このことは,Xの嘔吐等を引き起こしやすい状況下でかつ,Xが暴れやすい状況下で施術が行われたことを意味している。このことは,針を用いて的確に処置をする必要のある本件施術について,通常時と比べ,何らかの医療ミスを引き起こす可能性が高い状況にあったことを推認させる。
(イ) 施術が通常と比べて長時間に渡って行われたことは,Xによる抵抗を原因とする部分も否定できないが,B医師の施術を通常どおりの形で上手く行うことができなかったがために,針を通すなどの施術の行程を何度も繰り返していたことを推認させる。
イ 本件発作が化膿性髄膜炎の再燃を原因とするものではない可能性について
化膿性髄膜炎の再燃の可能性は通常は低く,Xの化膿性髄膜炎は実際に症状が軽快化しており,当時再燃するような特段の事情もなかった。このことは,本件発作が化膿性髄膜炎以外の原因によるものであることを推認させる。
ウ 本件発作がルンバール施術に起因した可能性について
Xの化膿性髄膜炎は,本件施術開始時までに軽快する傾向にあったのにもかかわらず,ルンバール施術開始後に嘔吐や痙攣等の発作が発生している。このことは,嘔吐や痙攣等の発作がルンバールの施術を原因として生じたこと,関連性,を推認させる。
エ 本件障害が脳出血を原因とする可能性について
(ア) Xにはもともと出血の傾向があった。上記施術が失敗を誘発しうる状況で行われたことと併せて考慮すると,このことは,生じた発作が脳出血に由来するものであることを推認させる。
(イ) カルテや証言から,医師BはXの退院までの間は,脳出血を原因と判断して治療をしていたことが判明している。このことは,施術担当者である医師Bが,Xの発作の原因が,化膿性髄膜炎の再燃にあるのではなく,脳出血にあることを認識していたことが非常に強く推認される。

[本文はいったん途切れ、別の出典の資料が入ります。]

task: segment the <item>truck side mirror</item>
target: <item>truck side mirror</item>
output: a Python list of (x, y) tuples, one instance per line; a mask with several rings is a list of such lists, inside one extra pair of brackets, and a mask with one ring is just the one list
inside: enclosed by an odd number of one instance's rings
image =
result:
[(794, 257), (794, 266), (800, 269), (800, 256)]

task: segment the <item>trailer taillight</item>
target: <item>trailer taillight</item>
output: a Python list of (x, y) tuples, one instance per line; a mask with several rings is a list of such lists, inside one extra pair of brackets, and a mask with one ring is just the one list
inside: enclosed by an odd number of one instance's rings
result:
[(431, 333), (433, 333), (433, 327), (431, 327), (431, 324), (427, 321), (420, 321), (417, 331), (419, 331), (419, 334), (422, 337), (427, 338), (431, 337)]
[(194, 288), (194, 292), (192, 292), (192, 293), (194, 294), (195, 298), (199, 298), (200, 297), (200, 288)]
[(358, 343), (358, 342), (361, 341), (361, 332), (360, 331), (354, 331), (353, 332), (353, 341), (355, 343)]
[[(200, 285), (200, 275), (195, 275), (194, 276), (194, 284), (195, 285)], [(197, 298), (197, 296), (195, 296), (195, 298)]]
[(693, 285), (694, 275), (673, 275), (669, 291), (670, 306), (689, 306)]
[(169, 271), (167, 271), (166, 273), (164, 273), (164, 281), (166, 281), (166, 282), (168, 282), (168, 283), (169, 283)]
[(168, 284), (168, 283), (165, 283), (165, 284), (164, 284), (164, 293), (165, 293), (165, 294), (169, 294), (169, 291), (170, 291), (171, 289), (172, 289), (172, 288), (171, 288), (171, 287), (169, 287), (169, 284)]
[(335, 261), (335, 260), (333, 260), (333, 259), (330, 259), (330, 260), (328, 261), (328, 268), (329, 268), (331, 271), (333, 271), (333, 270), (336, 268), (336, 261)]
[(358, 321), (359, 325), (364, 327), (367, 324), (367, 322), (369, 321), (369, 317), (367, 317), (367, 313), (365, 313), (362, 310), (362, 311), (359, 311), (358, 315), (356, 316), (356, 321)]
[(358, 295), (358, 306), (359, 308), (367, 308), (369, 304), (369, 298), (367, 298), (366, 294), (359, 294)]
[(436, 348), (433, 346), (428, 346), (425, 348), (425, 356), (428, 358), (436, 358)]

(3) 以上のことから,確かに本件因果関係を断定できる状況にはないものの,本件ルンバールの施術が医療ミスを誘発しやすい状況で行われ,本件発作は化膿性髄膜炎に起因するのではなく,ルンバール施術中に生じた脳出血を原因として生じたものであることが推認される。これにょり,Xの障害等とルンバールの施術との間の因果関係の存在についての心証が通常人が疑いを差し挟まない程度に真実性の確信を持ちうる程度にまで至っているといえる。
4 以上より,裁判所は,設問文中の事実を前提として,本件因果関係を肯定することができる。